Ein kleines Boot schwimmt inmitten eines Eisbergfeldes bei Kulusuk. Grönland ist besonders vom Klimawandel betroffen. Foto: /Felipe Dana/dpa

Der Eisverlust in Grönland schreitet dramatisch voran: Seit 1992 stieg der Meeresspiegel durch das geschmolzene Eisschild der Insel um fast elf Millimeter. Bis Ende des Jahrhunderts könnten es 20 Zentimeter werden.

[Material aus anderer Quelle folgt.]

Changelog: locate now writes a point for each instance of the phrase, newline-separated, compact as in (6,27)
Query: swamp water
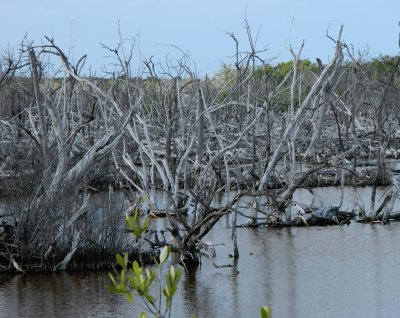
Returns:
(347,271)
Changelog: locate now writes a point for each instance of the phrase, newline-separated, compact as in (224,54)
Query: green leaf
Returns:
(136,268)
(164,254)
(112,279)
(266,312)
(129,297)
(126,259)
(120,260)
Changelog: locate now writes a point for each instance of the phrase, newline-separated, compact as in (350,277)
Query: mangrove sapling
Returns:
(139,280)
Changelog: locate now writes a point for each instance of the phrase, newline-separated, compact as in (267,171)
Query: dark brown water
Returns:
(349,271)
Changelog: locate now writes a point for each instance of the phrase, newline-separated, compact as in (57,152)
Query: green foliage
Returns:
(136,280)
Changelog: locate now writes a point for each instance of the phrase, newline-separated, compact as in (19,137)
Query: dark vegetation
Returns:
(254,129)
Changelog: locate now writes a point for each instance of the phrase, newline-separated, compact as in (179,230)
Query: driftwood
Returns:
(318,217)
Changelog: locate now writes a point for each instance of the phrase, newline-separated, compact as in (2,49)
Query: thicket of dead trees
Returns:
(252,130)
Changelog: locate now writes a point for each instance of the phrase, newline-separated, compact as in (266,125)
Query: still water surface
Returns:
(348,271)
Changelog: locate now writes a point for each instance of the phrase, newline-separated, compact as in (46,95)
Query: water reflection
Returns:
(347,271)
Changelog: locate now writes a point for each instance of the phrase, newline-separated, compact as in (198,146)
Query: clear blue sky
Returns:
(200,27)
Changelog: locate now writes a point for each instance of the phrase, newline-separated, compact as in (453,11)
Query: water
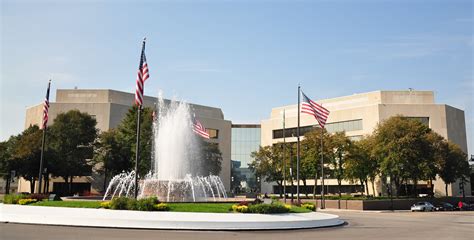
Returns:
(176,164)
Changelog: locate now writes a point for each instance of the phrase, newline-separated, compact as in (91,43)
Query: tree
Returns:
(7,163)
(403,149)
(25,152)
(452,164)
(311,155)
(360,165)
(72,137)
(110,157)
(341,145)
(127,137)
(267,164)
(211,159)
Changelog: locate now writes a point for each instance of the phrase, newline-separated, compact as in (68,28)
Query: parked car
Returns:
(444,207)
(422,206)
(465,207)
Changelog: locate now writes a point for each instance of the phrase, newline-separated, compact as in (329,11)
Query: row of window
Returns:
(352,125)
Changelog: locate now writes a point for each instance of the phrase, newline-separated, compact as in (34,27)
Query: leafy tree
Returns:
(403,149)
(211,159)
(72,137)
(110,157)
(452,163)
(267,164)
(127,137)
(6,162)
(25,152)
(341,145)
(311,155)
(360,165)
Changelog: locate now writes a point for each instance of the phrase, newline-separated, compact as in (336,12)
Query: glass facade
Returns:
(245,140)
(344,126)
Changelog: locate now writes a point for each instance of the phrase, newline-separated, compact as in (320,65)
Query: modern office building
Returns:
(109,107)
(245,140)
(359,114)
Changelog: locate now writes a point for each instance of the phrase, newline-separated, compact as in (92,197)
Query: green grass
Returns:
(174,207)
(200,207)
(74,204)
(295,209)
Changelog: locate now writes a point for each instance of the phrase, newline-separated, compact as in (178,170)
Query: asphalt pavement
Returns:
(359,225)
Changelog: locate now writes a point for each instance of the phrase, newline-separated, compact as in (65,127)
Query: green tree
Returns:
(311,155)
(25,153)
(403,149)
(211,160)
(127,137)
(360,165)
(110,157)
(267,164)
(341,145)
(72,136)
(452,164)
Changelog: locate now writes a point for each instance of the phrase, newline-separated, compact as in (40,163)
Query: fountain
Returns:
(177,173)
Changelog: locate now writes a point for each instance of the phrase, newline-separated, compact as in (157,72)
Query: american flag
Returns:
(142,76)
(318,111)
(46,107)
(199,129)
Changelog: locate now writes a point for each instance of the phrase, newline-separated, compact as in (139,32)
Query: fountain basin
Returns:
(163,220)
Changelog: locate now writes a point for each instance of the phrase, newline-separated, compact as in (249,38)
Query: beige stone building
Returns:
(109,107)
(359,114)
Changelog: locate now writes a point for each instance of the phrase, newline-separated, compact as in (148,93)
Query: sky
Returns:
(244,57)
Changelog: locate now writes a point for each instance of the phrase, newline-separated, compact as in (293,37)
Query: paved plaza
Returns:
(360,225)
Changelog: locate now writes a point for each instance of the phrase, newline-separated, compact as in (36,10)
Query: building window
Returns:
(345,126)
(424,120)
(213,133)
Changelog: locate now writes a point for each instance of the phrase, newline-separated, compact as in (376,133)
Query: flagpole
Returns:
(139,108)
(284,160)
(323,204)
(40,174)
(137,151)
(298,151)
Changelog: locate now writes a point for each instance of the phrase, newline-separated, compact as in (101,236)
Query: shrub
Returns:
(268,208)
(240,208)
(162,207)
(144,204)
(309,206)
(13,198)
(105,205)
(26,201)
(38,196)
(120,203)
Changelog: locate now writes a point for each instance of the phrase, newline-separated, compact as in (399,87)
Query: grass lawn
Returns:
(76,204)
(174,207)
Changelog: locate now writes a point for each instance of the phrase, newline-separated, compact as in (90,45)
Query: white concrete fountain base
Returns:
(163,220)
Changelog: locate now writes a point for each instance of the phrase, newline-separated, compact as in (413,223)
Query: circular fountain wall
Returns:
(176,164)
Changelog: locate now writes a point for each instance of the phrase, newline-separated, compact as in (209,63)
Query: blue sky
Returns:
(242,56)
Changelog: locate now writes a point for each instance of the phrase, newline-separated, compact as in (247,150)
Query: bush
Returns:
(309,206)
(268,208)
(124,203)
(26,201)
(144,204)
(120,203)
(105,205)
(162,207)
(13,198)
(240,208)
(38,196)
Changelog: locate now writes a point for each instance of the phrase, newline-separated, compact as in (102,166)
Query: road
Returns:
(360,225)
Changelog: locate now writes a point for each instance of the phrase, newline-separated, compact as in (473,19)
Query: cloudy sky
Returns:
(242,56)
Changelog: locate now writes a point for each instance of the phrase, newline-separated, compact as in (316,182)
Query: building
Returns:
(245,140)
(109,107)
(359,114)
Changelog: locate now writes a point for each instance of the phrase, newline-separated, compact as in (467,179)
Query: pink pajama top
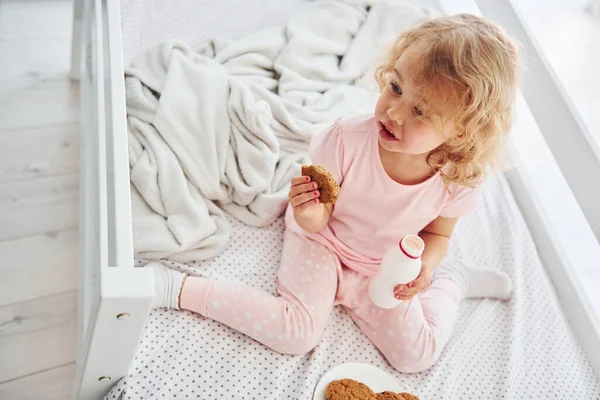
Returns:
(373,212)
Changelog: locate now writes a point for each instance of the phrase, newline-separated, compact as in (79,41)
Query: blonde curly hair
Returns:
(467,71)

Bremerhaven - Das grönländische Inlandeis hat 2019 einen neuen Negativrekord erreicht: Der Masseverlust war größer als im bisherigen Rekordjahr 2012. Zu diesem Ergebnis kommt eine Studie des Bremerhavener Alfred-Wegener-Instituts (AWI) und des Potsdamer Geoforschungszentrums (GFZ). Die Wissenschaftler hatten dafür Satelliten- und Modelldaten ausgewertet. Die Studie erschien am Donnerstag im Fachjournal „Communications Earth & Environment“.

2017 und 2018 hatte es nur geringe Massenverluste gegeben. „Nach zwei Jahren ‚Atempause’ sind 2019 die Massenverluste wieder stark angestiegen und übertreffen alle Jahresverluste seit 1948, wahrscheinlich sogar seit über 100 Jahren“, sagte Ingo Sasgen, Glaziologe am AWI in Bremerhaven und Autor der Studie. Als Inlandeis – auch Eisschild genannt – wird eine flächenartige Vergletscherung bezeichnet, die das vorhandene Relief fast vollständig bedeckt.

Lesen Sie hier: Grönland – Zum Schmelzen schön

Schneefall gleicht Eisverluste nicht mehr aus

Das Inlandeis in der Antarktis und das in Grönland sind die größten Eisschilde der Erde. Die Massenbilanz eines Jahres ergibt sich aus der Differenz zwischen Eiszunahme durch Schneefall und Eisverlusten durch Schmelzen und Eisausstoß am Rand in den Ozean.

Die Massenverluste in Grönland fielen den Angaben zufolge 2019 mit 532 Milliarden Tonnen deutlich höher aus als im bisherigen Rekordjahr 2012 (464 Milliarden Tonnen). Dies entspreche einem global gemittelten Meeresspiegelanstieg von 1,5 Millimetern.

Erst Mitte August hatten Forscher von der Ohio State University berichtet, der Eisverlust von Grönland beschleunige sich und sei nicht mehr zu stoppen, selbst wenn die Erderwärmung sofort ende. Der jährliche Schneefall reiche nicht mehr, um ihn aufzuwiegen.

Lesen Sie hier: Klimawandel macht Arktis zum Konfliktgebiet – Kein weißer Fleck mehr

Massive Eisschmelze auf Grönland

Der schmelzende Eisschild Grönlands hat den weltweiten Meeresspiegel seit 1992 bereits um 10,6 Millimeter steigen lassen. Das zeigen Ergebnisse einer umfangreichen Untersuchung von Forschern der University of Leeds (Großbritannien) und des Nasa Jet Propulsion Laboratory in Pasadena (US-Bundesstaat Kalifornien) vom Dezember 2019.

Von 1992 bis 2018 seien auf der Insel etwa 3800 Milliarden Tonnen Eis geschmolzen und ins Meer geflossen, schreibt eine Gruppe von 96 Wissenschaftlern von 50 internationalen Organisationen in der Fachzeitschrift „Nature“. Bei Fortsetzung des Trends könnte das schmelzende Grönlandeis bis 2100 etwa 20 Zentimeter zum Anstieg des weltweiten Meeresspiegels beitragen.